COVID-19 Analysis: Uncertainties

Learn how to analyse the COVID-19 data from JHU by yourself, with a proper treatment of the uncertainties.

In my previous post, COVID-19 Analysis, we have seen how to analyse the data provided by John Hopkins University with python. We have insisted on the technical aspects, such as data preprocessing with pandas and interactive visualization with holoviews, and we performed a simple exponential fit with scipy.optimize.

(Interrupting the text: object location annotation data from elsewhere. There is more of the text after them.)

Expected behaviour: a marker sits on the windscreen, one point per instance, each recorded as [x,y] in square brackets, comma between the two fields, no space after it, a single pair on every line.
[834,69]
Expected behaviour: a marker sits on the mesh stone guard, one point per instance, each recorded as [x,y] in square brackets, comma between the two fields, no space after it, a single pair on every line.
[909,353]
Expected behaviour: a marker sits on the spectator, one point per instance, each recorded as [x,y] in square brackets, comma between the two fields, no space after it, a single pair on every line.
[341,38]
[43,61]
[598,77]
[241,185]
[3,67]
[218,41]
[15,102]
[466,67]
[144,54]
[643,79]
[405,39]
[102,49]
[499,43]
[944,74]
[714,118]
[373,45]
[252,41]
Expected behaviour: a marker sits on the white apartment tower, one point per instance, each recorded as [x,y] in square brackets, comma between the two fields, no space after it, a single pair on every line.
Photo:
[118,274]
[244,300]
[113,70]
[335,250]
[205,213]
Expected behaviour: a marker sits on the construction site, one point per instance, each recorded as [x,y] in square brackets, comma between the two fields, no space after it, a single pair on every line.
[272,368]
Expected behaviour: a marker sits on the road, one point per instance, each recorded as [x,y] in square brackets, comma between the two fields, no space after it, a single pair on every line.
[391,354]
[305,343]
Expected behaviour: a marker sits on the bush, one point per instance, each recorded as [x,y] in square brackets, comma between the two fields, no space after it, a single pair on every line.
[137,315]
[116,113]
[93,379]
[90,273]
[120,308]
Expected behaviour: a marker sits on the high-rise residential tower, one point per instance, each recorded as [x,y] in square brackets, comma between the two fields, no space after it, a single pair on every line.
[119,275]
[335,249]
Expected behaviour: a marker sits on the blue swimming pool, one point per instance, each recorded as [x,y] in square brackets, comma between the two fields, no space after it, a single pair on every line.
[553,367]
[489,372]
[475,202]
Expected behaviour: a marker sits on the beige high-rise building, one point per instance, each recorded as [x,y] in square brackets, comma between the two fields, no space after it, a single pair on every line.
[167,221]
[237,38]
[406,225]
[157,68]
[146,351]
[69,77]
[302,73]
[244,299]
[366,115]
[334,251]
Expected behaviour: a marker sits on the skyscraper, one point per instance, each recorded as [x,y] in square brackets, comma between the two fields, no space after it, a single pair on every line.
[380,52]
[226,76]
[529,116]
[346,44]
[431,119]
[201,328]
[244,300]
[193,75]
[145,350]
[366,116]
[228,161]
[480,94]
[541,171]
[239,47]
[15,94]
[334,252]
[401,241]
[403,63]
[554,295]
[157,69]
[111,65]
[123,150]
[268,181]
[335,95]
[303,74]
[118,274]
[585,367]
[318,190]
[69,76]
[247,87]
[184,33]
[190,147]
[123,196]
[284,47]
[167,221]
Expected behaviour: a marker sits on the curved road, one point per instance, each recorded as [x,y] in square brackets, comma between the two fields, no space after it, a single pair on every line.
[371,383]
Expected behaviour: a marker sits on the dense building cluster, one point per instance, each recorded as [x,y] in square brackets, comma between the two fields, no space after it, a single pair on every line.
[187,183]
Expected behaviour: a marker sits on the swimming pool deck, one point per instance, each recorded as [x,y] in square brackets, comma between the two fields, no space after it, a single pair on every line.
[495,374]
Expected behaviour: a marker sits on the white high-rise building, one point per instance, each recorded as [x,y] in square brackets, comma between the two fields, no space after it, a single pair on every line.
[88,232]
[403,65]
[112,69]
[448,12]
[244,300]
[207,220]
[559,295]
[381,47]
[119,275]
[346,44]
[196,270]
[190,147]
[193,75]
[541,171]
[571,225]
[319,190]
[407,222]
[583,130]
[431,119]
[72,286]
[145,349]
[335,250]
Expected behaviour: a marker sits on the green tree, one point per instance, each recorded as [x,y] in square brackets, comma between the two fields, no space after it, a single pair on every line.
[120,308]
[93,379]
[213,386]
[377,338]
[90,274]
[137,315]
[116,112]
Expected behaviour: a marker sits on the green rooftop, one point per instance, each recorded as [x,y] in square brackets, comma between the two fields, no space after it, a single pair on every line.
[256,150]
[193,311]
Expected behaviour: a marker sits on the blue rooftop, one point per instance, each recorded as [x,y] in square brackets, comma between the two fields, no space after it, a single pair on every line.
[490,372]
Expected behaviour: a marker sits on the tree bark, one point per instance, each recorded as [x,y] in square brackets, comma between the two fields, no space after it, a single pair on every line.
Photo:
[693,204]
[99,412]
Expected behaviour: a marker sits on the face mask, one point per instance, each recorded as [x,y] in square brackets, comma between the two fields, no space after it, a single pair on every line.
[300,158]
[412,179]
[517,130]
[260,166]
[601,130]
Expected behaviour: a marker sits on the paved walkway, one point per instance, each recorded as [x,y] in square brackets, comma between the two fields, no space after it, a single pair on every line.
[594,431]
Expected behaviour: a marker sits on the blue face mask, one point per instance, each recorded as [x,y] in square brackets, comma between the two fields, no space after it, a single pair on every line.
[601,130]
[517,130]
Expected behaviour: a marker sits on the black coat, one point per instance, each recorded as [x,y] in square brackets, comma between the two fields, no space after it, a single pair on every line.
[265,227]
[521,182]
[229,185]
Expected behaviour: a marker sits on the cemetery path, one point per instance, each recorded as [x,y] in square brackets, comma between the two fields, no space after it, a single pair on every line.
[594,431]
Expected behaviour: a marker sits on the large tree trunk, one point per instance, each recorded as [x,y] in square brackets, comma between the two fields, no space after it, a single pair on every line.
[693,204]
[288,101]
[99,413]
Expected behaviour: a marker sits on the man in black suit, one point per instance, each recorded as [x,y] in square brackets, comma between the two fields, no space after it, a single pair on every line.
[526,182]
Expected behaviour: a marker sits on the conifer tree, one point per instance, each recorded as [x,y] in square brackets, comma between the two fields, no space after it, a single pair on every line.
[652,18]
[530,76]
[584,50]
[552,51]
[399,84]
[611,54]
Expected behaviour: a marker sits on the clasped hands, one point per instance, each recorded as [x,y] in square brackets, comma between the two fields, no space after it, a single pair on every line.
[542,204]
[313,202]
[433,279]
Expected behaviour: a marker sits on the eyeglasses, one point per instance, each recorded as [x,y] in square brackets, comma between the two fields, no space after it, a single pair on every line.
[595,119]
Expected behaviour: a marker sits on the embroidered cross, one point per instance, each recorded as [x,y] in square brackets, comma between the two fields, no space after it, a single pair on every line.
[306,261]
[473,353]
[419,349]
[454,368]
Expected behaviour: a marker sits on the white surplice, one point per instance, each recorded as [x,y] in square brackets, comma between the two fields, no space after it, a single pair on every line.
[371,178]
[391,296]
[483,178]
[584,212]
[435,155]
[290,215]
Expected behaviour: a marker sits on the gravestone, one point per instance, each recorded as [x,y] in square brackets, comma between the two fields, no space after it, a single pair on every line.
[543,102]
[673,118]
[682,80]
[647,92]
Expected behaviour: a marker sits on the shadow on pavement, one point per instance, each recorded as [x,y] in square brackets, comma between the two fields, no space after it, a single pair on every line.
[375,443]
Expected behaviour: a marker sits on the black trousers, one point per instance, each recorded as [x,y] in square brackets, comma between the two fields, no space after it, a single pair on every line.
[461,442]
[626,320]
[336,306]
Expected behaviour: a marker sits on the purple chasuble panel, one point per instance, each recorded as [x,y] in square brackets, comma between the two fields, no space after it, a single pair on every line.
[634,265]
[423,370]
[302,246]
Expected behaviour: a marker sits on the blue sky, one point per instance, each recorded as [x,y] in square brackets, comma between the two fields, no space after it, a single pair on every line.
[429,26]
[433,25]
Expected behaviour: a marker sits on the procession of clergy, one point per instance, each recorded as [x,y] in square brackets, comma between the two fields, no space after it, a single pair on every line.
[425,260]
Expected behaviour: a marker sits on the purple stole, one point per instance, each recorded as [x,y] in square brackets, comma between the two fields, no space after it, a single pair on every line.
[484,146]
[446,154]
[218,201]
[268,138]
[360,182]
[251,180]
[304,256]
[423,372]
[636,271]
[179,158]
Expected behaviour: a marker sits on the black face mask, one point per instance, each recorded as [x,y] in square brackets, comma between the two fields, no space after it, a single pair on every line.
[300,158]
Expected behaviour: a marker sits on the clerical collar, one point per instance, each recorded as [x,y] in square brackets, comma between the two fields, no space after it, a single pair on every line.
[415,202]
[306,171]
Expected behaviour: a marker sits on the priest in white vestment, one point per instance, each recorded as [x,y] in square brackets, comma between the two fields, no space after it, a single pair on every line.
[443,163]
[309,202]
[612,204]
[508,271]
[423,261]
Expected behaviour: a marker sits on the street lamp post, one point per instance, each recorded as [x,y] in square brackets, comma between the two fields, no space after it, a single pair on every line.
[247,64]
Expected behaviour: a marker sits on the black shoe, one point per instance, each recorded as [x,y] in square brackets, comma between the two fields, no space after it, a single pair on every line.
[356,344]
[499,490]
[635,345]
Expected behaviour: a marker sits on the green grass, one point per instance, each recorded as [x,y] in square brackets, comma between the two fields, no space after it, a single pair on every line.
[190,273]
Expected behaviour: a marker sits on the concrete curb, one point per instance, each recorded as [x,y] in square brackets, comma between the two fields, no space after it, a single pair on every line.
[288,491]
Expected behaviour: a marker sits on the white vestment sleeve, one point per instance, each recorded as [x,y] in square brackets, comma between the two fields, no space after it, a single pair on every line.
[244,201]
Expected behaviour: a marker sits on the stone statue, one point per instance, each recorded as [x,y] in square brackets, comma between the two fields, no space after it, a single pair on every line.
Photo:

A caveat, however, is that we haven't considered uncertainties at all!

Here, you will learn:

  • What are uncertainties and why we need them
  • What is a covariance matrix
  • How to propagate the uncertainties from the covariance matrix to compute an uncertainty band

Data preparation

Again, we load and preprocess our dataset. Please refer to my first post on COVID-19 for more information.

In [1]:
import pandas as pd
datatemplate = 'csse_covid_19_data/csse_covid_19_time_series/time_series_19-covid-{}.csv'

fields = ['Confirmed', 'Deaths', 'Recovered']
dfs = dict()
for field in fields: 
    dfs[field] = pd.read_csv(datatemplate.format(field))
# loop on the dataframe dictionary
for field, df in dfs.items():
    # group by country, to sum on states
    df = df.groupby('Country/Region', as_index=False).sum()
    # turn each measurement column into a separate line, 
    # and store the results in a new dataframe
    df = df.melt(id_vars=['Country/Region', 'Lat', 'Long'],
    # keep track of the quantity that is measured 
    # either Confirmed, Deaths, or Recovered
    df['quantity'] = field
    # change column names 
    df.columns =  ['country', 'lat', 'lon', 'date', 'counts', 'quantity']
    # replace the dataframe in the dictionary
    dfs[field] = df
dfall = pd.concat(dfs.values())
dfall['date'] = pd.to_datetime(dfall['date'])

A Naive Fit

To get started, let's do a naive fit of the number of confirmed cases for France as a function of the number of days, as we did in the previous post.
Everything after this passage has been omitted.